Andrew Wakefield: famous in some circles and infamous in others. In February, the Lancet retracted his 1998 article that linked autism to the MMR vaccine and set off the modern anti-vaccine movement. Last week, the U.K. medical register revoked his license to practice medicine. But there’s more to the ex-surgeon’s story than just autism and the MMR vaccine.

According to an article on Slate.com, Wakefield has an almost 20-year history of disputed research practices, beginning with a 1993 paper in which he asserted that the measles virus causes Crohn’s disease:

He conducted biotechnology studies, liver studies, and even looked at the effects of smoking and the contraceptive pill on Crohn’s disease; an unusual array of work for one researcher. Wakefield was desperately trying to make his name in research, and it didn’t seem to matter what field it was in.

When three separate scientific reviews panned his Crohn’s research, he went on to develop the MMR vaccine-autism theory that made his name.

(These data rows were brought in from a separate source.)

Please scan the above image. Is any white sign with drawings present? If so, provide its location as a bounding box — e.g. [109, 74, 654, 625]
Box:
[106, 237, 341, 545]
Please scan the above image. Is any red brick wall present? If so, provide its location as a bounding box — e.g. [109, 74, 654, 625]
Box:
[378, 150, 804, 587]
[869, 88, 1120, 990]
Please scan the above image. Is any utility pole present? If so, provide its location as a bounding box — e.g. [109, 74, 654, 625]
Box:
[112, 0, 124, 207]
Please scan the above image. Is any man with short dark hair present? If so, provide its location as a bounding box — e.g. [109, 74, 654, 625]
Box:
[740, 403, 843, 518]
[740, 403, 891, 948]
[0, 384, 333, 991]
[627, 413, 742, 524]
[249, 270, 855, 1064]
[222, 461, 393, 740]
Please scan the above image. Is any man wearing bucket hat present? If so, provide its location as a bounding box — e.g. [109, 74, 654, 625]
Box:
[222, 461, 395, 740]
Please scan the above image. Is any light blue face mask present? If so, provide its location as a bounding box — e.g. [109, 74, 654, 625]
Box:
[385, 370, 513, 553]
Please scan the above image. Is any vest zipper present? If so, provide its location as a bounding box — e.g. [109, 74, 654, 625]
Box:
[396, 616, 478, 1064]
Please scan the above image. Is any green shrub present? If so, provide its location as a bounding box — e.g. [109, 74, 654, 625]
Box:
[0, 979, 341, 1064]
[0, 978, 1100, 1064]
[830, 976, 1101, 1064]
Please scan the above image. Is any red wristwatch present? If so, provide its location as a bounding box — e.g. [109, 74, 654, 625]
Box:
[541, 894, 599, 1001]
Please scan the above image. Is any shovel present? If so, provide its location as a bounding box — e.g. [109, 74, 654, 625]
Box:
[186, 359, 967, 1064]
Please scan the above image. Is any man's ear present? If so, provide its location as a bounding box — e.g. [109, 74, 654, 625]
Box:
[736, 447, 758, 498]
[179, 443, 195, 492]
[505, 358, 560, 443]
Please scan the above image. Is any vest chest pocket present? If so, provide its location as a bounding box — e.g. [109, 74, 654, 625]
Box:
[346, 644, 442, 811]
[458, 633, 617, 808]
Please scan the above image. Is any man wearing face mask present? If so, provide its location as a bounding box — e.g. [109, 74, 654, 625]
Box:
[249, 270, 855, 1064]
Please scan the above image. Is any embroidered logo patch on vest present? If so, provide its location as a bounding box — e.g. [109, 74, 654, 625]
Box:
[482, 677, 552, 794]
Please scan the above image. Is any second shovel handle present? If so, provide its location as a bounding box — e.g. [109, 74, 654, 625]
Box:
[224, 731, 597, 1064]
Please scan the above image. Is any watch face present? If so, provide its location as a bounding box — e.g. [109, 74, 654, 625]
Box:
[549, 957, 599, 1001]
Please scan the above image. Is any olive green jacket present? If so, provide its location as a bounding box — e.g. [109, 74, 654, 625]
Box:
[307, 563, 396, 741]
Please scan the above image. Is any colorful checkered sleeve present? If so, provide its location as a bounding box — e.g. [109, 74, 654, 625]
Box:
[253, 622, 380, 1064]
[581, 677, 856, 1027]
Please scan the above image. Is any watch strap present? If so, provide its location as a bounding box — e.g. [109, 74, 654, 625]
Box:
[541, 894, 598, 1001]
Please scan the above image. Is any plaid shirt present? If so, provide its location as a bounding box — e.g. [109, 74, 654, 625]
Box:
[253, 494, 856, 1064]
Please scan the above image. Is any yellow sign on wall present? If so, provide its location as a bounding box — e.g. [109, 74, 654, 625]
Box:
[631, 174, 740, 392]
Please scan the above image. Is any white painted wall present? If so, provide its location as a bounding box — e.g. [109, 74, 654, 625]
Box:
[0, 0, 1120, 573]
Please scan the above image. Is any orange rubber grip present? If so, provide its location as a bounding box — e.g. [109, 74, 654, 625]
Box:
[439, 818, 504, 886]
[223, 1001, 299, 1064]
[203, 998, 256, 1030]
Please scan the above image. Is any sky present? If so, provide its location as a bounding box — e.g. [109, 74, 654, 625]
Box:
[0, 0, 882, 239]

Despite the retraction, his revoked medical license, and a bevy of scientific evidence against him, Wakefield maintains that his vaccine-autism theory is sound. He recently published a book in which he defends himself and his theory against naysayers. And according to the Slate article, he has relocated to the U.S., where he still has a fan base.

Previously: How the false MMR vaccine-autism connection was perpetuated and It’s over: no MMR vaccine-autism connection

2 Responses to “ Andrew Wakefield: 17 years of disputed research, and now a book ”

  1. Hand Gel G Says:

    Whilst there may be much to question in Dr. Wakefield’s research, it’s difficult not to draw parallels with Dr. William McBride who was instrumental in stopping the nightmare that was – and (arguably) is Thalidomide; and was struck-off for questionable research; and subsequently reinstated.
    One of the advantages that a corporation has over an individual is that any unfortunate research is viewed as a flaw in the individual rather than the organisation.
    The British government did not need to ban the use of the separate inoculations, thus forcing every parent in the UK to either give their child the MMR jab or not inoculate at all; nobody likes to feel forced into giving their child something they have misgivings about.
    It’s useful to remember that the governments first reaction to human form vCJD in the 80′s was to cut all research.
    I’m not saying Dr. Wakefield is right; it’s just important to put his ‘disputed research practices’ in context.

  2. patienz Says:

    As the Slate article points out, Wakefield was repeatedly wrong. It happens that he was continually let down both by false-positive reactions in his work and by his belief that false-positives should be believed and true negative results disbelieved so long as he stayed true to his beliefs–regardless of the results.

    This is hubris, but the tragedy is that so many misguided people continue to believe him.